Hooray! "Main Street"! I made it! I was so happy to be done and to celebrate, I began looking earnestly for some gelato.



You can't see how flushed my face was here, or all the sweat dripping down, but it's there. Trust me. It was hard earned and I was proud of myself for finishing. :)
 

At the top of this photo is where I first came off the trail into Vernazza. This is the view from the train station looking upward.


Last stop in the Cinque Terre: Monterosso. Oh, how I wish that I had known sooner how beautiful it was here! As it was, I was out of time. This was where I would catch my train back to Florence, through Pisa. I only had about 20 minutes to enjoy Monterosso. I pledged deep down in my heart that I would come back. 







I walked down to the water's edge just so that I could touch the water. It was a very comfortable temperature: not warm, but definitely not cold. It felt refreshing and I wished that I could hop in!



By the time I got back to my apartment in Florence, I had racked up 16,000 steps for the day.

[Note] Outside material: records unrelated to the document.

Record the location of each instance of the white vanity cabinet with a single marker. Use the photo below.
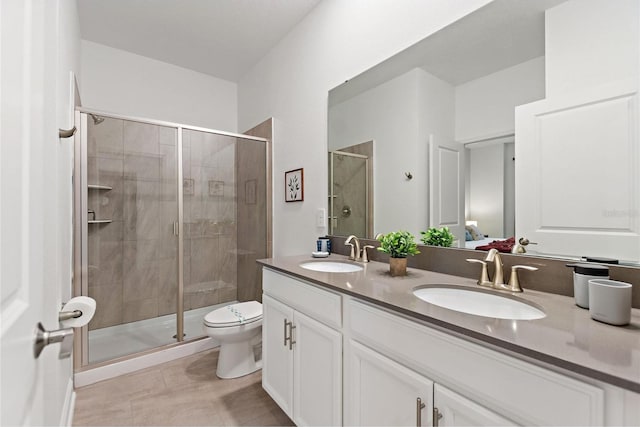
(452, 409)
(381, 392)
(302, 349)
(396, 370)
(491, 388)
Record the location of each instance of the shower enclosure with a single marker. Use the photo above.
(350, 194)
(169, 220)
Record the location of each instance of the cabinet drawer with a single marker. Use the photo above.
(322, 305)
(524, 392)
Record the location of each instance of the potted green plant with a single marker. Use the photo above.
(399, 245)
(438, 237)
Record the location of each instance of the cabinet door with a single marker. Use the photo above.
(577, 173)
(460, 411)
(382, 392)
(277, 358)
(317, 373)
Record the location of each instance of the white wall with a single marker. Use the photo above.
(336, 41)
(389, 115)
(589, 43)
(485, 106)
(124, 83)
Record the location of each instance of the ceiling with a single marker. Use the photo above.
(501, 34)
(222, 38)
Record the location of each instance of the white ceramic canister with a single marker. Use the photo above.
(610, 301)
(582, 273)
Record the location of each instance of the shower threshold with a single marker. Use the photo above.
(130, 338)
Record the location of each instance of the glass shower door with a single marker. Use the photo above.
(131, 209)
(349, 194)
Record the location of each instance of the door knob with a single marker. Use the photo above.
(44, 338)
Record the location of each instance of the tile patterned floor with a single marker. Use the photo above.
(183, 392)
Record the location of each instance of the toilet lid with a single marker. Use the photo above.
(234, 314)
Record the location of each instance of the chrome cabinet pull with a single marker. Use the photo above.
(285, 332)
(437, 415)
(44, 338)
(291, 341)
(419, 407)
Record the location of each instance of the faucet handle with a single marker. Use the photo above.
(514, 282)
(365, 253)
(353, 256)
(484, 275)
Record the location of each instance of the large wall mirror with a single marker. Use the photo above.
(521, 118)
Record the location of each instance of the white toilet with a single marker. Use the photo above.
(237, 327)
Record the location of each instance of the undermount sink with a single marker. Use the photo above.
(331, 266)
(478, 302)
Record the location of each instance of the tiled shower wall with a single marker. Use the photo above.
(132, 260)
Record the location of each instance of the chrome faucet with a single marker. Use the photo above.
(355, 247)
(498, 275)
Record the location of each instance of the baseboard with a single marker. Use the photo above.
(112, 370)
(66, 418)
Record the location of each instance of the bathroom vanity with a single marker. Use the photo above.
(359, 348)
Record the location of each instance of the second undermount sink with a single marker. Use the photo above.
(331, 266)
(478, 302)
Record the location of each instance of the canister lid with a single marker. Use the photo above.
(590, 269)
(601, 260)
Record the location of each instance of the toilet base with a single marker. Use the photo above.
(236, 359)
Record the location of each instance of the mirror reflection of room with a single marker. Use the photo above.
(519, 97)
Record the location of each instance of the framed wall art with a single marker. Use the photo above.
(294, 185)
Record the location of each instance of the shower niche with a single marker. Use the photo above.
(163, 228)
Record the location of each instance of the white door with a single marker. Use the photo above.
(446, 186)
(277, 357)
(456, 410)
(317, 373)
(578, 173)
(28, 180)
(382, 392)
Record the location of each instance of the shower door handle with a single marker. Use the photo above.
(44, 338)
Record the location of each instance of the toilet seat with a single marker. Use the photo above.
(234, 315)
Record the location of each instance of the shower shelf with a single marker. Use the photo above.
(99, 187)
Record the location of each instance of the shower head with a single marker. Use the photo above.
(96, 119)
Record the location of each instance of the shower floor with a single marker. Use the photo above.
(121, 340)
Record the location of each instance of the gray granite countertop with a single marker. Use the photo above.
(567, 337)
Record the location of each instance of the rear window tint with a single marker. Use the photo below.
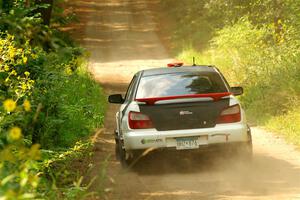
(180, 84)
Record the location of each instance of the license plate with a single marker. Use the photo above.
(187, 143)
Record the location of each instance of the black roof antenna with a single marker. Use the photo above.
(194, 63)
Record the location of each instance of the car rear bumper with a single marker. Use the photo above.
(220, 134)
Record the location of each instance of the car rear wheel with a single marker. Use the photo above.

This was just before I arrived and got settled in for the night.


I want to show you my handwritten note that helped me keep my head on straight during such a technical day of travels. 

I listed everything on a piece of paper: all of my trains, with all pertinent information, plus my original plans for the afternoon. Of course, they changed slightly because of my faux pas. :) But you get the idea. The reason why this helped so much is because my train tickets were a little complicated to pull up each time on my phone. (I had to open my email, find the email, open the PDF, etc) This allowed me to know immediately what train # I needed ahead of time. Super helpful!!! Sometimes I can just screenshot the document to make it easier to pull up when I need it, but these train tickets were not meant for that for some reason.


Thursday: I really thought it was cool how this cupboard was designed in my AirBnB. It had racks built in for the clean dishes to drain, and there's a little tray underneath the lower rack to catch any drips. 


After a relaxing morning in my apartment (I worked some on my blog), I headed out to meet the host of my Italian cooking class.  The assigned meeting place was at the Rolex shop on the old Ponte Vecchio Bridge. I knew right where that was, having been on that same walk two days prior. :)


My host, Stefano, walked with me to his car: a 1971 Fiat!! The car is the same age as I am!!


We drove up into the hills above Florence to the house where he lives with his girlfriend from Russia and his mother, Daniela.



They rent a portion of an old 16th century building, and this is their garden out back, where everything was set up for the cooking class.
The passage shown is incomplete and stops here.